Si bien era bastante mordaz acerca de una teoría de las emociones per se, Mauss no se avergonzaba de usar
sus propias experiencias emocionales, que para mí es un gran punto a su favor.
Por ejemplo, en lo que respecta a la guerra, recuerda cómo “yo también he
experimentado el miedo, y cómo el pánico lo refuerza hasta tal punto que no
solo al grupo, y al propio individuo, sino incluso el instinto bruto de la
autoconservación, los hará disolver todos a la vez” (1979, p. 14).

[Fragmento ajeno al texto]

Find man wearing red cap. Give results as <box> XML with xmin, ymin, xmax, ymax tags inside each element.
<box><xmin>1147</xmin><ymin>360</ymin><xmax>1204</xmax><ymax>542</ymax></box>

Lo llamativo del modelo de Mauss, junto con su
combinación de extrañeza y sentido común, es la forma como se entiende la totalidad
a través de la intersección de elementos bastante distintivos. En otras
palabras, la totalidad no es totalizante. La humanidad no es, en este sentido,
una abstracción sino una verdadera llamada a estudiar todas las cosas que nos
hacen. Escuchen, por ejemplo, la cantidad de cosas que suceden en la
descripción de la totalidad de Maus:
[Nosotros]
confluimos con la fisiología, los fenómenos de la vida corporal, pues parece
que entre lo social y lo corporal la capa de la conciencia individual es muy
delgada: risas, lágrimas, lamentos funerarios, eyaculaciones rituales, son
reacciones fisiológicas tanto como son obligatorias o necesarias o sugeridas o
empleadas por las colectividades para un fin preciso, con miras a una especie
de descarga física y moral de sus expectativas, que también son físicas y
morales (1979, p. 10).
Comparado con el equívoco de Bourdieu sobre el
cuerpo y la emoción, Mauss va directo a la omnipresencia de las convergencias
fisiológicas. En contraste con la forma en que lo social parece cerrar el
cuerpo en el habitus bourdieusiano; Mauss se cuida de resaltar la capa muy
delgada que existe entre lo fisiológico y lo social. Esa capa está habitada y
perturbada por el cuerpo sensible: sus lágrimas, risas y eyaculaciones. A
diferencia de Bourdieu, estos no tienen por qué estar contenidos como emoción,
que como hemos visto juega un papel crucial en el cierre del habitus. Si bien
Mauss también vincula los sentimientos del cuerpo con "un fin
preciso", su énfasis está en la fisiología misma que anima lo social. Esto
da una imagen muy diferente de encarnación y de socialidad donde el cuerpo no
decae antes que lo social. Lo social aquí está cargado de físico y fisiología
humana: los quereres, necesidades y deseos del cuerpo deleitándose en sus
afectos. Lo social cotidiano encarnado se vuelve, para repetir la frase de
Karsenti, "natural en el sentido más fuerte de la palabra".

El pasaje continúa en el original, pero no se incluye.